Hamburg: Market shares and systems that chat

Oct 09, 2015 at 08:32 pm by Staff


Every press order counts, and "the Ifra" in October tends to be the occasion on which manufacturers present their findings on market and market share.

And everyone's a winner - as Mae West would have said - "if you know how to work it".

German makers KBA and manroland have already exchanged their positions by media release - broadly summarised as leader in high-performance newspaper, and leader in web-offset respectively - and each reprised these at their WAN-Ifra World Publishing Expo media events in Hamburg this week. At their media conference, manroland's Joern Gossee put last year's overall market at 342 million Euros (including 200 million Euros newspaper) and its own share at a third of newspaper presses and "nearly every second commercial web". It claims orders to keep it busy into 2017.

KBA's Müller stressed its "significantly lower dependence on the shrunken web offset market compared to competitors", adding that it contributes less than 15 per cent of group sales totaling 1.1 billion Euros.

Goss International strutted its stuff more modestly at one-to-one briefings, but had an impressive map showing its commercial web activity, especially in North America and with ongoing projects such as Polestar in the UK.

While these orders help keep press makers healthy, our primary interest is in newspaper, and the point has been made that with total volume so small in today's shrinking market so small, a couple of presses here or there can make all the business.

Goss's Eric Bell told me manroland largely kept out of the US, and the homeland maker - now proudly back under American ownership following completion of the acquisition by AIM, although not yet of the former Chinese joint venture - is reaping the rewards. Most or all of the heatset kit it sells in the country is produced there and for whatever reason, the next two single-width Magnum Compact presses sold - for Community Impact in Austin and a customer in Mexico - will also be built in Fort Worth.

While it is the intention that AIP will acquire the Chinese operations, it hasn't happened yet, and a six-tower Universal 75 for People's Daily was built in the US at the customer's request. The delivery list is comprehensive and apparently even includes Printstreams and V30s.

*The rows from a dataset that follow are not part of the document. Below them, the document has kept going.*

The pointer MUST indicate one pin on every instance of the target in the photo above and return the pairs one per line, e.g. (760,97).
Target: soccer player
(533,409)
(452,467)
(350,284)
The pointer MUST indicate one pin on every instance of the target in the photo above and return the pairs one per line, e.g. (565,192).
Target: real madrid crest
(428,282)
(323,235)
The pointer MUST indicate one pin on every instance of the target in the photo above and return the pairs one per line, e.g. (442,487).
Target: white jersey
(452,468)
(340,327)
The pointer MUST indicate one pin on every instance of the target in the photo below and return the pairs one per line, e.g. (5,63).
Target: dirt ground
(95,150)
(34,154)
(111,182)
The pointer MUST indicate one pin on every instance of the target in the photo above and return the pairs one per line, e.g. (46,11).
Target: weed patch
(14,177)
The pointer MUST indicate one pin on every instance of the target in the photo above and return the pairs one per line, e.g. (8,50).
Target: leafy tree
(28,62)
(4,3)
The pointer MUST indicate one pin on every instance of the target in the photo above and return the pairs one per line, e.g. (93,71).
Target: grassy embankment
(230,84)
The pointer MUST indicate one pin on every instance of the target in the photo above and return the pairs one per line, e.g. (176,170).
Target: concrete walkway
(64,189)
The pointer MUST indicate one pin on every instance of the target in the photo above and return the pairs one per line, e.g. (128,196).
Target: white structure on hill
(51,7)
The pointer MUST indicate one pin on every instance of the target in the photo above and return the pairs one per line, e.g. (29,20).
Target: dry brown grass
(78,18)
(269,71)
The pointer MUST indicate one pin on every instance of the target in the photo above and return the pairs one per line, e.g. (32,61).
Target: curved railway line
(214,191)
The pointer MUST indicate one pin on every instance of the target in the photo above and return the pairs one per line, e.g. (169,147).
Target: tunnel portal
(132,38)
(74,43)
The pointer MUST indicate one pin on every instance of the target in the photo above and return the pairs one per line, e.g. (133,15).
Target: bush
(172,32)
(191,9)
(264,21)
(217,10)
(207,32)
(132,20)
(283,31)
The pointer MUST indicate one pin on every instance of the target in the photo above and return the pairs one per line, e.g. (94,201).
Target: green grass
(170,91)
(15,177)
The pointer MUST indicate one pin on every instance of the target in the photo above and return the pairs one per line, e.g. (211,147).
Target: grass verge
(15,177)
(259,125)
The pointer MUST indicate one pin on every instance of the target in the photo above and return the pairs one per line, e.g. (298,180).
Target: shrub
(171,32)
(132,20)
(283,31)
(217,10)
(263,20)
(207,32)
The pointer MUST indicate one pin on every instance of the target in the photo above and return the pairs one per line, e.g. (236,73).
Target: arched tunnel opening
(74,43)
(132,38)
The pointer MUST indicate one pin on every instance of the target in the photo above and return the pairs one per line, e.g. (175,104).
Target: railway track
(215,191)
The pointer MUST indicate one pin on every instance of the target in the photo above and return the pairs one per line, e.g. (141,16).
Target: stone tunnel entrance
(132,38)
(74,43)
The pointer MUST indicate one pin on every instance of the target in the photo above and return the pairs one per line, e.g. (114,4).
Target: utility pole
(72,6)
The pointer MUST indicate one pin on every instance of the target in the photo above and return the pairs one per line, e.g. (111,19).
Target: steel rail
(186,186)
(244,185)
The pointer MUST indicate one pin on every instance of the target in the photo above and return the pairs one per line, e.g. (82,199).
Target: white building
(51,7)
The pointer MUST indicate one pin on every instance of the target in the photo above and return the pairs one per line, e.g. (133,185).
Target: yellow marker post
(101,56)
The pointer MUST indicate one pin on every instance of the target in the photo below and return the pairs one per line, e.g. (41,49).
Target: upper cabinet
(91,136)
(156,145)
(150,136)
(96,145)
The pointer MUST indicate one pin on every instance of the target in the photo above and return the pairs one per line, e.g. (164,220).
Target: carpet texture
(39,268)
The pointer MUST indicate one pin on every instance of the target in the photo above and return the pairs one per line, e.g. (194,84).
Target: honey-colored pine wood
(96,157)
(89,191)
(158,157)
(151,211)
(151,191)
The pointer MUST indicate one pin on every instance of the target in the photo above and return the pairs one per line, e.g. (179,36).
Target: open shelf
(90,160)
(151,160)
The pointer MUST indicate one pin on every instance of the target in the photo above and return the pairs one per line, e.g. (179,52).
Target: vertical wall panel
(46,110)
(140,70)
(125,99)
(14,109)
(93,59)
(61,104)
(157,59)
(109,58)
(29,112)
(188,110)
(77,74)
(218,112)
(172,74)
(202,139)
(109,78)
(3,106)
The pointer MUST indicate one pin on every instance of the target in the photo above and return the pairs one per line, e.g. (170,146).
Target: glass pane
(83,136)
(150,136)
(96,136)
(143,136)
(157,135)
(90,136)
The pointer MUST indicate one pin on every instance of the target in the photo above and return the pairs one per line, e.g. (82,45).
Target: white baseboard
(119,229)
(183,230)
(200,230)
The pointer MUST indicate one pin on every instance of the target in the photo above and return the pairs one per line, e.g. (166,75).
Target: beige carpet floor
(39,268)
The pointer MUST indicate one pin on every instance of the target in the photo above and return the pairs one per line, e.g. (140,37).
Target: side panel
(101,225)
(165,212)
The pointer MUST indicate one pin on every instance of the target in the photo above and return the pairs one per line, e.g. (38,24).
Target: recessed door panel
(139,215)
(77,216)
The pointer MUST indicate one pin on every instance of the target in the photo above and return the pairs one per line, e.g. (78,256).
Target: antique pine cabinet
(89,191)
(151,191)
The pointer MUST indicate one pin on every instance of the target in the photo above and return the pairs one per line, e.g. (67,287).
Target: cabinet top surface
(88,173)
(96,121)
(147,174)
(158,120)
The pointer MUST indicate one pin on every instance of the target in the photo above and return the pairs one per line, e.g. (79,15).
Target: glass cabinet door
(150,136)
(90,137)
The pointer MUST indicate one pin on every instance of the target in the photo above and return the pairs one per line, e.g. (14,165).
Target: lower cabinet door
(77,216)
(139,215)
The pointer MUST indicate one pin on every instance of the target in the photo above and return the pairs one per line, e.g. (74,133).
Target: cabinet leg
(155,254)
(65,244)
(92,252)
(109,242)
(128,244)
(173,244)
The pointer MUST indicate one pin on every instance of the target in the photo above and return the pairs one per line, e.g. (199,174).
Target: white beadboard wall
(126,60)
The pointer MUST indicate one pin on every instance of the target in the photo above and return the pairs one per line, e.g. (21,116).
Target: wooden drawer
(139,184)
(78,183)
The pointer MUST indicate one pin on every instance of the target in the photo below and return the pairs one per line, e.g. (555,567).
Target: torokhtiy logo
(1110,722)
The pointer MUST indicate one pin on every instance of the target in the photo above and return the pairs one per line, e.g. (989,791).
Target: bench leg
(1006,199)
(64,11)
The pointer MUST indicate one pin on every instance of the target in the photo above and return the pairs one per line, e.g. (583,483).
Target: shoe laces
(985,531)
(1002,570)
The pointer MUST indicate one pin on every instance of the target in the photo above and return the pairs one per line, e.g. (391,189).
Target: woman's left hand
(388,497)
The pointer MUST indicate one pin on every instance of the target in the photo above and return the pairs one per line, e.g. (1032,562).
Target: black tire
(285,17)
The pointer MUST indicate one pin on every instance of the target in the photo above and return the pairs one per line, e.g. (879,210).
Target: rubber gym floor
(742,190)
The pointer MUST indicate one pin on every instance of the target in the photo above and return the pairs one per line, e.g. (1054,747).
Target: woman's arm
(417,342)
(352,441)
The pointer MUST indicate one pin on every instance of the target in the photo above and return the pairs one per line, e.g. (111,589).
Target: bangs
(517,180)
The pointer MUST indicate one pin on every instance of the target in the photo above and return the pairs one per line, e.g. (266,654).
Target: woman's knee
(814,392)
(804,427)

Both the German majors have had flirtations with Asian manufacture in order to compete in the single-width market - last year accounting for almost half the volume - where "low-cost" and "German engineering" are effectively incompatible terms. manroland has a stripped-down single-width press - complementing its more expensive Cromoman - ready, but lacks a customer for it. It's a segment where the company developed a "built for India" 4x1 Cromoman version - multiple of which have been delivered to Bennett, Coleman & Co - only to find that publishers in other countries were interested in cheaper presses.

And not necessarily new ones: in the aisles, I got talking to a Florida printers' engineer who had driven a project for a Canadian publisher based on an "obsolete" KBA Colora tricked up with product and control automation, and there's some of this spirit in at least one major project currently underway in the USA.

DCOS recently completed a major drive and control upgrade on an elderly Geoman, bringing contemporary benefits to what had been confirmed as a mechanically sound base, and specialists Harland-Simon and ABB do these things routinely for customers around the world.

Both the German press makers have entered the fray, and manroland is close to completing the development of a complete range of control systems which include colour registration and now density control - IDCμ for newspapers, from through its Grapho Metronik subsidiary - under a new PECOM-X umbrella brand. Integration and queue management for hybrid offset/digital operations are also part of the offering.

The first IDCμ system has been commissioned at Druckzentrum Oberfranken in Bamberg, Germany.

If that evokes memories of Heidelberg's "total solution" world domination days, a solution is emerging. For those with proprietary control systems - such as those of his QI Press Controls and EAE companies - Menno Jansen told me of the growth of the Prime Network which builds and shares interfaces so that companies can differentiate themselves "by who we are, not by the interface protocol".

As control automation becomes almost the key element in production, that's an increasingly important factor.